This is a collection of flash fiction written on the fly. I asked for prompts and then wrote each piece right then, taking between 15 minutes to an hour. Some came out okay and some not so much.

Prompt:

Ithaca gave you the marvelous journey. Without her you wouldn't have set out.

Dave sat at his desk, twisting a pen on a blank sheet of paper. He wanted to draw, but nothing came to mind. Nothing ever did anymore. He looked around his den for inspiration, but only found the same old objects, dulled through familiarity and devoid of any character. The oak paneled walls just looked like dark patches of dirt, the brightly colored prints of landscapes seemed still and dead, even his antique desk, with its many cubby holes and drawers just felt like old junk.

He tried again and drew a head, just an oval without a face. He added a pair of ears, but they just looked like lumps to him.

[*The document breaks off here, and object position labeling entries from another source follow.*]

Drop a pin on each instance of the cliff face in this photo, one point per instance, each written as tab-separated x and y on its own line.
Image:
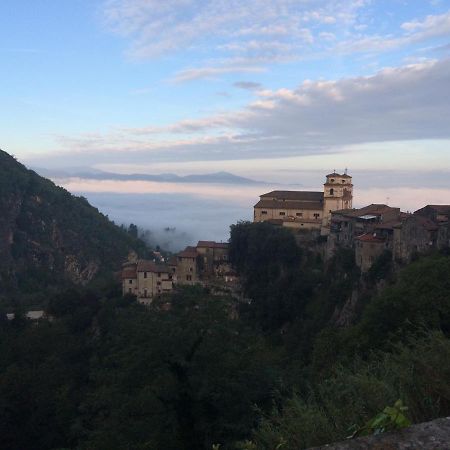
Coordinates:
48	236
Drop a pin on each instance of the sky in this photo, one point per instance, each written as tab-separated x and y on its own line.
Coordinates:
282	91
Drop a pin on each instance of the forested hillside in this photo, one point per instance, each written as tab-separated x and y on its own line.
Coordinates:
48	237
197	370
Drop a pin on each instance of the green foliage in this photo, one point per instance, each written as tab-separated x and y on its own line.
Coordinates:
390	419
110	374
417	372
53	234
270	264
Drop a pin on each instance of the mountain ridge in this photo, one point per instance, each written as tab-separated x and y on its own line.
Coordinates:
49	237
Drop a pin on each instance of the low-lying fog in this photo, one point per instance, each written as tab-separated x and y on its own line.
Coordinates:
180	214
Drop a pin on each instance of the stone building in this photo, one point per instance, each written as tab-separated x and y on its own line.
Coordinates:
347	224
306	209
186	268
212	256
146	280
415	234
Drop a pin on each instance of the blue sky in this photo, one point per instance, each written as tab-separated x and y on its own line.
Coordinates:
188	86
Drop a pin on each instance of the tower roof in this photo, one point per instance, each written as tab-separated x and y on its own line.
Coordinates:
335	174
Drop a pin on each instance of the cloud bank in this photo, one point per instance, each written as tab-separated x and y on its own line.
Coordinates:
317	117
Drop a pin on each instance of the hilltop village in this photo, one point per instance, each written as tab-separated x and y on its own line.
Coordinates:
326	219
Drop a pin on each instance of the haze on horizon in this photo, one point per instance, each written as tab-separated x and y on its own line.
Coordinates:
280	91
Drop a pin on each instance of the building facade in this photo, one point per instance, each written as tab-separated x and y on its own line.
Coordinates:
306	209
146	280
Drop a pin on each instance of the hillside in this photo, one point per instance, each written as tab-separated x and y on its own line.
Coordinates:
49	237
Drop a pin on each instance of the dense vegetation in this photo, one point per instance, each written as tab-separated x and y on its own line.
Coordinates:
271	372
50	238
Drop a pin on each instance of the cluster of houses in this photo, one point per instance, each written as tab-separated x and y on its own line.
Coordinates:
377	228
370	231
207	263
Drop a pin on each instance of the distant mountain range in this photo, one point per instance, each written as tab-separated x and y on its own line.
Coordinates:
93	174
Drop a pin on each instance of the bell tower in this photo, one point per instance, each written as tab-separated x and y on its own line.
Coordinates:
337	194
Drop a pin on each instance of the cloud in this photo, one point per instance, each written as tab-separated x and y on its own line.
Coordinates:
269	32
213	72
395	104
247	85
413	32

Dave was about to cross the whole thing out and get another paper, when something tingled in his fingers, urging him to continue. He’d never felt anything like it before, but any feeling was better than none, so placed the pen back down on the paper and continued to draw.

His fingers flew across the page, guided as if someone had grabbed his hand and started to draw. First he sketched eyes, oval and deep set, with dark lashes hanging down. Then he drew a nose, long and thin, yet delicate and smooth. The mouth came next, a set of full lips pulled up into smile. He finished with the hair, long thick curls stretched down to where the shoulders would have been.

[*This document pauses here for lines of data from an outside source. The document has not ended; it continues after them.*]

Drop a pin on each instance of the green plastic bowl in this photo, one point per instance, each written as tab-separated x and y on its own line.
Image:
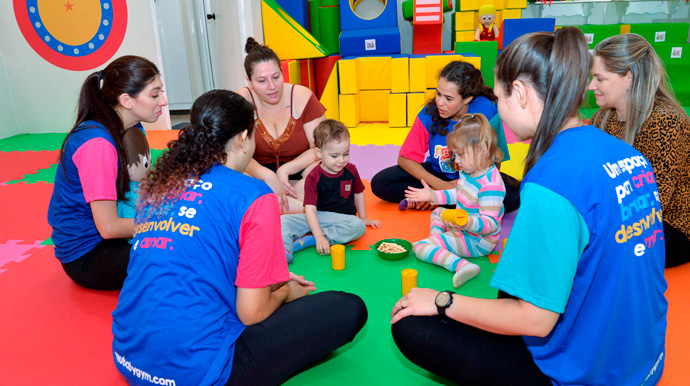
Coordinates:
394	256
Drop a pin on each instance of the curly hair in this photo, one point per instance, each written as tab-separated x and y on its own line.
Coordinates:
216	117
470	84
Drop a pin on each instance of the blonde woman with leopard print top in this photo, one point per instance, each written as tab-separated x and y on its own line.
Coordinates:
629	83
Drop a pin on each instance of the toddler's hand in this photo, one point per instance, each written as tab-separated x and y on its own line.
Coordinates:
323	246
416	194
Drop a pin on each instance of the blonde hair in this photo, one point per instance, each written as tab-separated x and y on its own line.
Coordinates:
475	132
330	130
625	53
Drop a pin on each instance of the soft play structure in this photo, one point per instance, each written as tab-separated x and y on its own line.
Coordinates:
355	65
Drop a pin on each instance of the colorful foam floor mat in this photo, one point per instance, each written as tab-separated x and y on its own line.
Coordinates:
55	332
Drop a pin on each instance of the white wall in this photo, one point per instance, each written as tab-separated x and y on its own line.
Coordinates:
45	96
8	118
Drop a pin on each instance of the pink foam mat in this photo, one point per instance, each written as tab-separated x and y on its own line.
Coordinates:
24	209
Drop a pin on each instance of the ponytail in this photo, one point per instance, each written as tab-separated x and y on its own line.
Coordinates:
97	100
557	66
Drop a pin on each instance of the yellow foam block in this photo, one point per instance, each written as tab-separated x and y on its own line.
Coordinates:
397	110
377	134
430	93
294	72
349	109
464	36
417	74
349	76
435	63
285	36
400	74
374	72
469	5
329	98
515	3
473	5
515	167
465	21
373	105
415	102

Dave lifted the pen and took a good look at the drawing. The woman was beautiful, but the eyes narrowed, as if she was glaring at something and the smile seemed more like a sneer, teeming with gleeful anger. He’d never drawn something so expressive, so filled with emotion.

He reached for one of his colored pencils to give the sketch some color, but before he could grab one the picture started filling in with color all on it’s own. The face filled first, a pale dead looking white, more sheet than skin. Then the eyes turned a piercing green, with large dark pupils spreading out in the middle of each iris.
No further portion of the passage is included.